But how can we find good internship opportunities?
1.Find a supportive advisor
Choose an advisor that encourages/supports/allows students doing summer internships. Some may require you to work on funded projects during the summers or delay graduation should you do internships. Reach out to prior students and learn more!
2.Stay connected
Many internship opportunities are not broadcasted through public posting, but via emails among faculty members. Stay connected so that you get the best info (e.g., ask your friends/advisor forward relevant posting).
3.Get on Twitter
There are many great internship (or jobs) opportunities advertised on Twitter.
4.Apply broadly
You never know whether your expertise/interest match one of the teams in industrial labs (as their focuses may vary dramatically each year).
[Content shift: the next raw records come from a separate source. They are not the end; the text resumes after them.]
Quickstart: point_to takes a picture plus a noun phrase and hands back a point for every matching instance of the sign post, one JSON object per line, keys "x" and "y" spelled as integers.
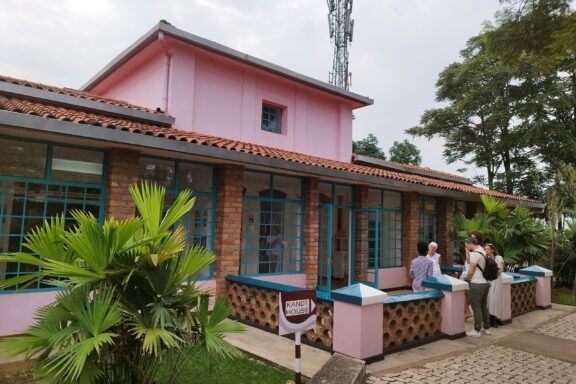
{"x": 297, "y": 314}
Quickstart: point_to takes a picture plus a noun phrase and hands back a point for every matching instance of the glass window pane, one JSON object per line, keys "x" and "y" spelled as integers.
{"x": 392, "y": 200}
{"x": 255, "y": 182}
{"x": 75, "y": 164}
{"x": 197, "y": 178}
{"x": 22, "y": 158}
{"x": 343, "y": 195}
{"x": 374, "y": 198}
{"x": 325, "y": 193}
{"x": 289, "y": 185}
{"x": 159, "y": 171}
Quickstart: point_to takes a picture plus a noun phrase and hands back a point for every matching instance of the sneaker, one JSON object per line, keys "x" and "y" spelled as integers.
{"x": 473, "y": 333}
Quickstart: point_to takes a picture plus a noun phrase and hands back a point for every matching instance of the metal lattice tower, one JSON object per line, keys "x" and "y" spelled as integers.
{"x": 341, "y": 30}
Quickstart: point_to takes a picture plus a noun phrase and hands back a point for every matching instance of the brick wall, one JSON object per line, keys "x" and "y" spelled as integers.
{"x": 123, "y": 166}
{"x": 228, "y": 230}
{"x": 361, "y": 253}
{"x": 445, "y": 229}
{"x": 310, "y": 252}
{"x": 410, "y": 216}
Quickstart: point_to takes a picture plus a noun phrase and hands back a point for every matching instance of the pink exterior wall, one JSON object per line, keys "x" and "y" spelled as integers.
{"x": 506, "y": 301}
{"x": 211, "y": 94}
{"x": 293, "y": 279}
{"x": 358, "y": 329}
{"x": 392, "y": 278}
{"x": 452, "y": 305}
{"x": 543, "y": 291}
{"x": 19, "y": 309}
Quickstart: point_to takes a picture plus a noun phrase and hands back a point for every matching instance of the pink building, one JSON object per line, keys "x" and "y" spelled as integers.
{"x": 267, "y": 152}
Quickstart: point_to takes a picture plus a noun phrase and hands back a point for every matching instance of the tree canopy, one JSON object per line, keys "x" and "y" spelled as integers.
{"x": 510, "y": 102}
{"x": 368, "y": 147}
{"x": 405, "y": 152}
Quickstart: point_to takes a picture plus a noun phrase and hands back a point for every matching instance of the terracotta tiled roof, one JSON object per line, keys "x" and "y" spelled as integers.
{"x": 75, "y": 93}
{"x": 425, "y": 169}
{"x": 37, "y": 108}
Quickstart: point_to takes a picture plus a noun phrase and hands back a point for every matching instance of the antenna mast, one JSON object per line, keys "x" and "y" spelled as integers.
{"x": 341, "y": 27}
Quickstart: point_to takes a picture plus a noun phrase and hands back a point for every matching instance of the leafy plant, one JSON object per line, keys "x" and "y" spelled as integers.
{"x": 517, "y": 235}
{"x": 129, "y": 295}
Remember, you cannot get an offer from a position you did not apply to!
5.Apply early
Most of the positions are accepted on a rolling basis. If you apply late, you may find that most of the positions have been filled already.
6.Send cold emails
If you find researchers whose interests match yours very well, don't be shy and send them cold emails!
More on cold emails: https://twitter.com/jbhuang0604/status/1420611695848869892
7.Extend and finish your project
Summer went by very fast. Very ofter you will need a few extra months to finish the work and turn it into a good paper. This involves your advisor's support, company policy (e.g. code/data release or IP), and immigration issues (e.g. CPT).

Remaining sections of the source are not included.